Version 0.18 of the spec has been released (release notes).
The reference implementations have been updated to conform.
Several other changes of note:
The spec, javascript implementation, and C implementation now all live in separate repositories.
The license for the reference implementations has been changed to the 2-clause BSD license.
The dingus now uses the ACE editor and provides scroll sync and highlighting of the part of the rendered document corresponding to cursor position in the source.
Both implementations now offer an option for “smart punctuation” (straight quotes to curly quotes, -- and --- to en and em- dashes, ... to ellipses).
Will specification for “smart punctuation” be published?
It really should be, and the test suite (test/smart_punct.txt in cmark) could be amplified to a spec. But this is not part of official CommonMark syntax at this point, so not part of the main spec.
Specifically interesting questions.
When " is converted to open curly quote and when to closed?

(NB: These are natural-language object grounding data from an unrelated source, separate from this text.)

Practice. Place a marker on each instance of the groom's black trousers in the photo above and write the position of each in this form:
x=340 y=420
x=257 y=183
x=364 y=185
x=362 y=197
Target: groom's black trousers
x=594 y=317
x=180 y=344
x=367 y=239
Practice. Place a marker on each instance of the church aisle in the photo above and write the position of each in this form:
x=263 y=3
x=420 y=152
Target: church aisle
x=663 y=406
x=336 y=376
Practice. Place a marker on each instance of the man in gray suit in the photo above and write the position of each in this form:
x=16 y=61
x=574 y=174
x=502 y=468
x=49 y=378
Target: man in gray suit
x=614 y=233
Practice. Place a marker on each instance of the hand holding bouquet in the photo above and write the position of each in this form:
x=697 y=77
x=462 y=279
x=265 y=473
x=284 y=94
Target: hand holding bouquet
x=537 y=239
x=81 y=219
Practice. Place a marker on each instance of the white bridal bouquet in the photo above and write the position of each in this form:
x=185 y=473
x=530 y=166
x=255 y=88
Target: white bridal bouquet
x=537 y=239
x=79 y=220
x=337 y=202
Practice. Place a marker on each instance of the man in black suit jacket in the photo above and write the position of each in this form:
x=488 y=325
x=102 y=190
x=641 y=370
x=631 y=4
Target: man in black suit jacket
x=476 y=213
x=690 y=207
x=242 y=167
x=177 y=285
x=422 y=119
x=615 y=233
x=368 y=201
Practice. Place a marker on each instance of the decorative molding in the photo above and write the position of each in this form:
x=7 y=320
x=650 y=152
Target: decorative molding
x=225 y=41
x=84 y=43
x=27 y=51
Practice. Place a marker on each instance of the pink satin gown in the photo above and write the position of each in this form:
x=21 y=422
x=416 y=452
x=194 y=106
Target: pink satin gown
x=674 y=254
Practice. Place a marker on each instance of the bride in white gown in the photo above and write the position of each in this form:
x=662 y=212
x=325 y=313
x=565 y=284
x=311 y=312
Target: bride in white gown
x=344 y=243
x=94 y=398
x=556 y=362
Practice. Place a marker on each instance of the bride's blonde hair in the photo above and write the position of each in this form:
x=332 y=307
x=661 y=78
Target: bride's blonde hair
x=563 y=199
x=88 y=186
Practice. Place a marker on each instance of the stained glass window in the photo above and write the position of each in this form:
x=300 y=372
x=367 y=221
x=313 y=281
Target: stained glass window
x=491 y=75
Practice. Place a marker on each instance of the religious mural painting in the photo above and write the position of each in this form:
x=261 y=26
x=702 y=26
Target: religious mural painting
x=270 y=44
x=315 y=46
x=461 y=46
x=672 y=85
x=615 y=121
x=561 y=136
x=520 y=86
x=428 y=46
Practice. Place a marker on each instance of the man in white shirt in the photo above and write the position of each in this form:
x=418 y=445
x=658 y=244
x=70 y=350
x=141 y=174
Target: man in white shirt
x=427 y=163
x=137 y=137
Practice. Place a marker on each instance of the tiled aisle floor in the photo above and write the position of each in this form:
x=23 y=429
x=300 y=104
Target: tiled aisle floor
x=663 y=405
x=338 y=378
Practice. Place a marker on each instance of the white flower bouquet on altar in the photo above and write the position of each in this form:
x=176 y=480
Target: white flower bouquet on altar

Quotes work much like emphasis markers. We try to pair right-flanking ones with left-flanking ones. Unmatched single quotes are treated as right quotes. This gives good results for, e.g.
'Tis the season to be 'jolly'.
(Most smartypants filters I have seen will incorrectly make the single quote before Tis into a left single quote.)
Is — always converted to em-dash?
Yes. However, note that punctuation that is backslash-escaped will not be made “smart.”
(Most smartypants filters I have seen will incorrectly make the
single quote before Tis into a left single quote.)
That’s because contractions are a more common use case than unpaired
left quotation marks.
Sorry, I’m not sure I follow. Yes, contractions are more common, but in contractions you should have a right single quote, whether it occurs inside a word (it’s) or at the beginning (’tis). Left single quote should only be used when you have a matched pair. cmark gets this right, and most others get it wrong, because they don’t try to match quotes.